Scanning electron microscopy (SEM) images of all the crystals after the EasyMax experiments were taken using a JEOL Carryscope. The crystalline samples on the sample holders were coated with a thin layer of gold before analysis.

3.2. Synthesis of the PAP Salts

Salts were obtained by both solvent-drop grinding and crystallization methods. PAP was mixed with the corresponding acid in the equimolar ratio except for OX, which was prepared in a 2:1 PAP:OX ratio. Both solids were mixed in a mortar and ground for 20 min using drops of a 9:1 ratio of methanol and water solvent mixture. The resulting powder was used for further analysis. Single crystals could be obtained after dissolving PAP and the corresponding acid in 9 mL of methanol and 1 mL of water upon slight heating. After 3 days, good-quality crystals of salts were obtained (as shown in

Table 2. List of salts and their ratios.

Acid	Product (Ratio in the Bracket)
Oxalic acid (OX)	PAP+OX− Salt (2:1)
l-tartaric acid (TA)	PAP+TA− Salt (1:1)
p-Salicylic acid (SA)	PAP+SA− Salt (1:1)
(1S)-(+)-10-Camphorsulfonic acid (CSA)	PAP+CSA−·H2O Salt hydrate(1:1:1)

) through evaporative crystallization for the single-crystal analysis.

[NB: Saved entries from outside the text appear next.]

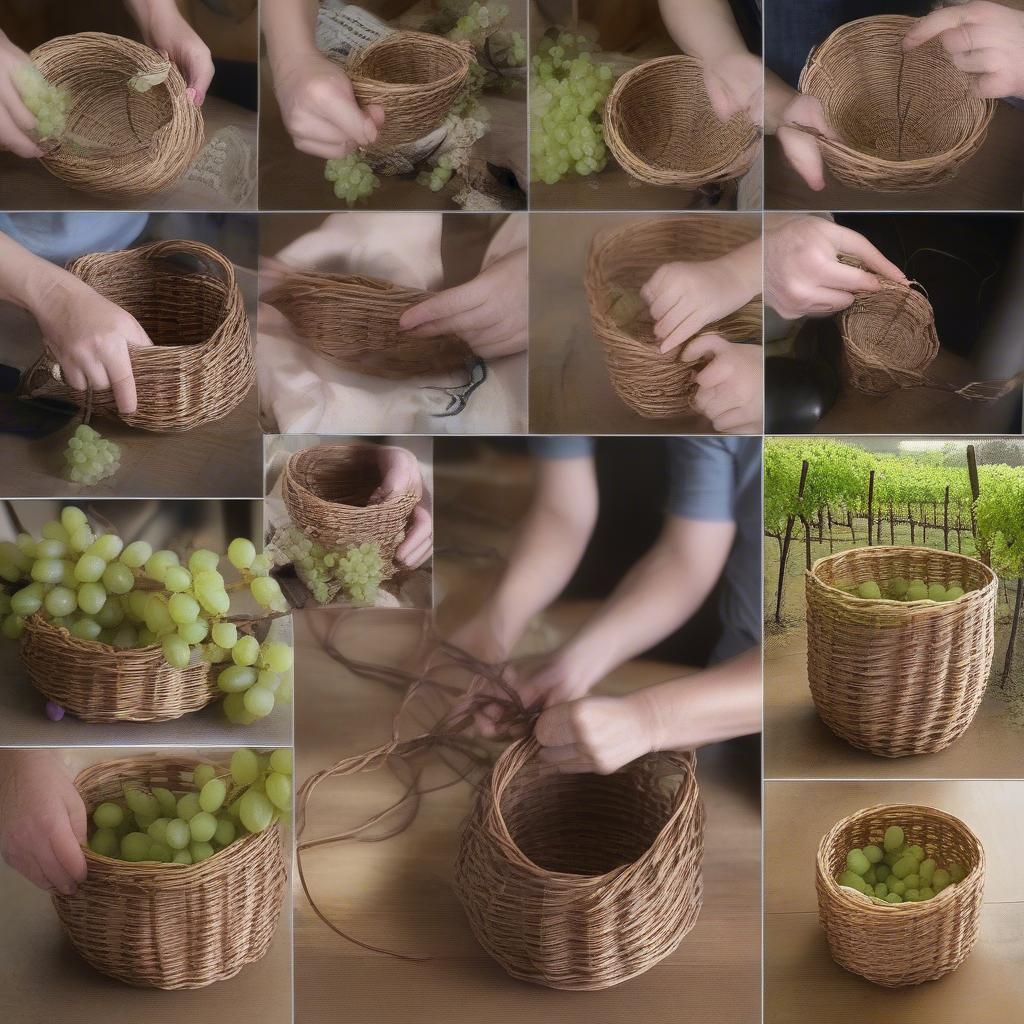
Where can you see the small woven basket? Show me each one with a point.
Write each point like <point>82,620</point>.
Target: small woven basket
<point>326,489</point>
<point>659,385</point>
<point>662,128</point>
<point>97,683</point>
<point>907,119</point>
<point>908,943</point>
<point>353,321</point>
<point>184,296</point>
<point>172,926</point>
<point>582,882</point>
<point>124,143</point>
<point>415,77</point>
<point>899,678</point>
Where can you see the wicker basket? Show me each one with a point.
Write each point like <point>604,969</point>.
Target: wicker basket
<point>662,128</point>
<point>908,943</point>
<point>124,143</point>
<point>899,678</point>
<point>173,926</point>
<point>184,296</point>
<point>659,385</point>
<point>97,683</point>
<point>326,489</point>
<point>583,882</point>
<point>415,77</point>
<point>908,120</point>
<point>353,321</point>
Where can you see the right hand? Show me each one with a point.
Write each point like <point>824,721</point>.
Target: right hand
<point>16,121</point>
<point>320,109</point>
<point>42,820</point>
<point>803,274</point>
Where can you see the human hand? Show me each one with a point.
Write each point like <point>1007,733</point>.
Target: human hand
<point>487,312</point>
<point>803,273</point>
<point>730,388</point>
<point>986,40</point>
<point>42,820</point>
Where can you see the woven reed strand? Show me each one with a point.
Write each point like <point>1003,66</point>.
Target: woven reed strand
<point>415,77</point>
<point>908,120</point>
<point>662,128</point>
<point>353,321</point>
<point>326,489</point>
<point>135,142</point>
<point>659,385</point>
<point>899,678</point>
<point>173,926</point>
<point>97,683</point>
<point>201,365</point>
<point>582,882</point>
<point>908,943</point>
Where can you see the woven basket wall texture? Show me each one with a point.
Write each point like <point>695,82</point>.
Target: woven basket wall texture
<point>173,926</point>
<point>583,882</point>
<point>124,143</point>
<point>655,385</point>
<point>908,943</point>
<point>899,678</point>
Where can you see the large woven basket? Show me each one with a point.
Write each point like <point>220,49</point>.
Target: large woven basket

3.3. Impurity Spiking Experiments

Initially, 11 g of PA was dissolved in 50 mL of isopropyl alcohol (IPA) and water 20:80 (v/v). In a second experiment, 400 mg of PAP was added that also dissolved upon addition. The mixture was heated to 80 °C and stirred to get a clear solution using an overhead mixer at 500 rpm. For these two experiments, stirring continued at this temperature for 2 h. Then, the solution was cooled to 5 °C to induce crystallization and the slurry was filtered under vacuum using Whatman qualitative grade 1 filter paper. The filtered material was washed two times with 20 mL of 20:80 (v/v) water and IPA.

The filtered and dried PA obtained from the above experiments was tested by PXRD, ultraviolet spectroscopy (UV), HPLC, SEM, and laser diffraction.

4. Conclusions

Four novel salts of PAP were prepared and characterized. In all four salts, the molecules were arranged into hydrophobic and hydrophilic layers. Salt formation of PAP was used to remove the coloration of the product from PA through recrystallization of the API. We foresee that this approach can be used more generally to remove other impurities from other systems, provided that the solubility of the impurity salt is higher than that of the API. We could only identify the colored impurity visually; however, we are optimistic that our future studies will progress in the detection and quantification of this dark-colored impurity and reveal its nature.